执行动作的函数分为加载动作到缓存区和应用动作两步：

def _pre_physics_step(self, actions: torch.Tensor) -> None:
	self.actions = self.action_scale * actions.clone()

def _apply_action(self) -> None:
	self.cartpole.set_joint_effort_target(self.actions, joint_ids=self._cart_dof_idx)

3.4.5 注册环境

之前的方法中没有注册环境，而是直接将管理配置类传入管理类来建立一个环境实例，将环境注册到gymnasium注册表中可以使得这一步骤更加简洁和可拓展。

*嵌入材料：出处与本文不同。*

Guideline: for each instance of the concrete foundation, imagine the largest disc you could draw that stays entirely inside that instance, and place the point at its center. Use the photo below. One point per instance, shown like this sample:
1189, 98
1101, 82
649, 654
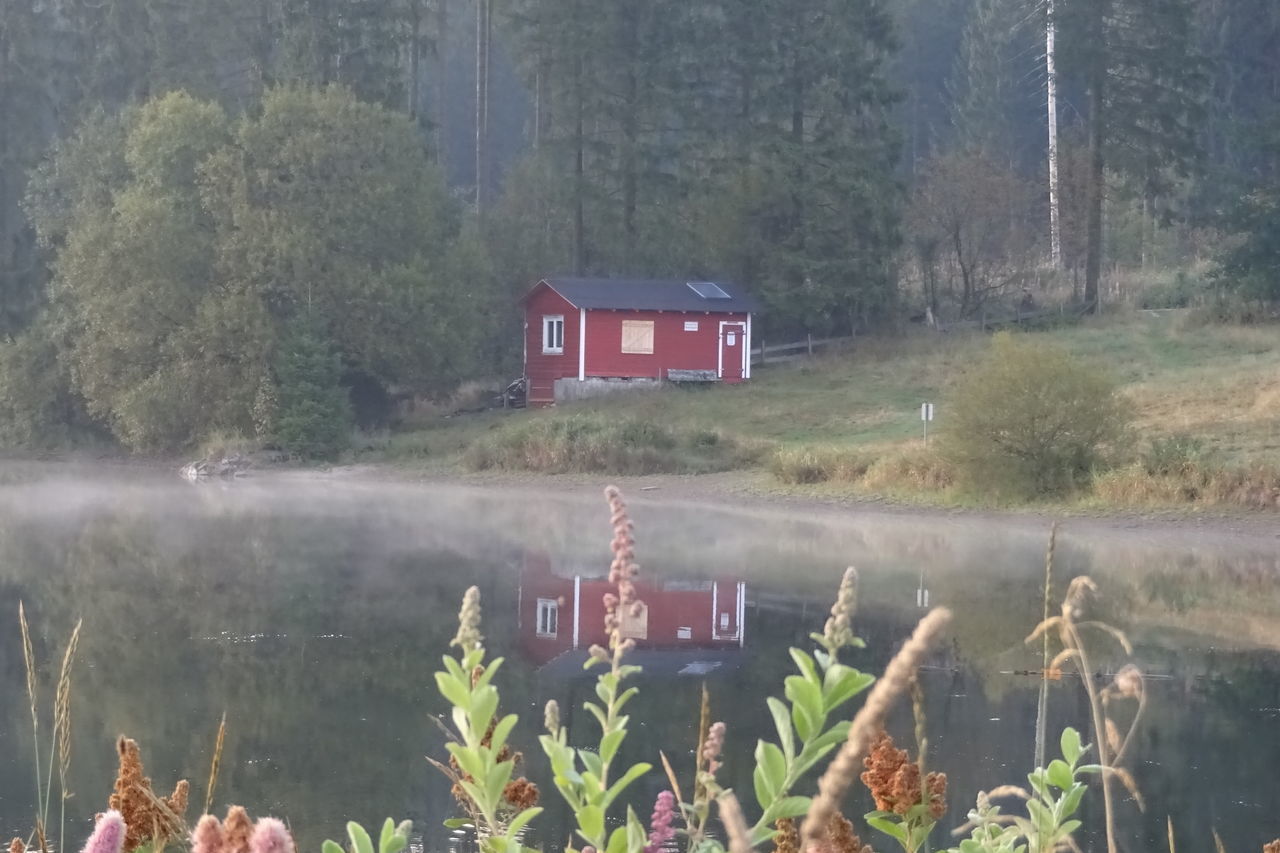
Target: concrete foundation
571, 389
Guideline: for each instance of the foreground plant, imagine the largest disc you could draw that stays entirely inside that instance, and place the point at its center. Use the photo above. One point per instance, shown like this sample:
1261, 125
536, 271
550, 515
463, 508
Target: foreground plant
1051, 807
583, 776
807, 724
481, 763
807, 733
1128, 688
392, 839
60, 743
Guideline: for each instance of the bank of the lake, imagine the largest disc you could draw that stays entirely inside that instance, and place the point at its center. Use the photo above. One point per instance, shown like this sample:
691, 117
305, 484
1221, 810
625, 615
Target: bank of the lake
1205, 430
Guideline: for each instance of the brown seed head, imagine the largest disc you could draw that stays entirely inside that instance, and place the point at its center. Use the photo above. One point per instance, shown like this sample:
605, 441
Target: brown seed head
237, 830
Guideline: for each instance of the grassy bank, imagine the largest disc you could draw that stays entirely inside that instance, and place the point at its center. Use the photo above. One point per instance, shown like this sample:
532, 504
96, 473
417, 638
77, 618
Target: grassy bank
1205, 402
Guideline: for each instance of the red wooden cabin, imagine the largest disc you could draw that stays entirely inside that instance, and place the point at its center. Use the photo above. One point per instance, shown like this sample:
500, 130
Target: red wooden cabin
645, 329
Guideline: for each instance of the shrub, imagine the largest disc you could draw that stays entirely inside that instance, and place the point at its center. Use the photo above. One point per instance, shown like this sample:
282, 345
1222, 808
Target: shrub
805, 465
1175, 455
1029, 419
314, 415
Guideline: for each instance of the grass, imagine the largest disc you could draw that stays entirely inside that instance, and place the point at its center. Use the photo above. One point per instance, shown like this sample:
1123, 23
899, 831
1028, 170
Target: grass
853, 419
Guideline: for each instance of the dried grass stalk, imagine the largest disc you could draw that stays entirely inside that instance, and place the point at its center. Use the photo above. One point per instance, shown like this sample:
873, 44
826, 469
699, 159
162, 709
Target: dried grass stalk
867, 723
28, 657
215, 763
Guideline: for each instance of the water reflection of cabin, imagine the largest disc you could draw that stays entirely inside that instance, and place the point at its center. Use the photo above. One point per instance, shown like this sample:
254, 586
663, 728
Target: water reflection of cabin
560, 614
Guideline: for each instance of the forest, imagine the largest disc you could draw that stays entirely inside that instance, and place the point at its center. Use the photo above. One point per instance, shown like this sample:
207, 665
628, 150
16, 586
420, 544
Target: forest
255, 217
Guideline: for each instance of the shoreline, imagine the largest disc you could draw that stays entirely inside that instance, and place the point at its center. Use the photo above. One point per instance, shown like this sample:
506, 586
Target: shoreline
746, 491
743, 491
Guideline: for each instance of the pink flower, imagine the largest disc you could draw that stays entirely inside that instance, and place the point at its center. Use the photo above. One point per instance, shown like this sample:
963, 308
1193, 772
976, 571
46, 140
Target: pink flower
270, 836
108, 834
661, 829
713, 747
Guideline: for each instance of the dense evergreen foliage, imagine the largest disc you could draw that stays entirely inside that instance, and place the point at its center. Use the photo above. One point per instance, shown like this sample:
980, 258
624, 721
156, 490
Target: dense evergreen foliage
179, 181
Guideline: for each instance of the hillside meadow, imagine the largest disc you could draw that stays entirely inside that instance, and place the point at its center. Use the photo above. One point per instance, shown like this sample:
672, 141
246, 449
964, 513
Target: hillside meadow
1203, 402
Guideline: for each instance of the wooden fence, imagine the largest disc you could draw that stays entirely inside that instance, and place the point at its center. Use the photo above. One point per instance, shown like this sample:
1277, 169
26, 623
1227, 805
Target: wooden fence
805, 349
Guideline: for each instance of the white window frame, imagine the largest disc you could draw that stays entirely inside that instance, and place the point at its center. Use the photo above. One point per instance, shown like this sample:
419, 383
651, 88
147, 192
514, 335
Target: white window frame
547, 607
551, 323
653, 333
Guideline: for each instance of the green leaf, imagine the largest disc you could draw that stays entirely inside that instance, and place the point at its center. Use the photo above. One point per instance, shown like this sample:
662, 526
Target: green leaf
1037, 781
1041, 816
890, 828
787, 807
609, 744
489, 671
841, 684
772, 767
502, 731
592, 761
1059, 774
520, 820
1070, 744
1072, 801
360, 840
782, 723
632, 774
590, 821
805, 665
387, 834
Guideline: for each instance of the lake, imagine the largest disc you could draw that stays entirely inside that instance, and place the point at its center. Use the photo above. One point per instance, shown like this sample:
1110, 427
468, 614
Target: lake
314, 611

注册后，仅仅需要使用train.py 脚本，并将任务名以参数的形式传入即可。

注册环境首先需要make一下环境，得到一个env，env可以用于代理环境的运行，如下：

def main():
    """Random actions agent with Isaac Lab environment."""
    # create environment configuration
    env_cfg = parse_env_cfg(
        args_cli.task, device=args_cli.device, num_envs=args_cli.num_envs, use_fabric=not args_cli.disable_fabric
    )
    # create environment
    env = gym.make(args_cli.task, cfg=env_cfg)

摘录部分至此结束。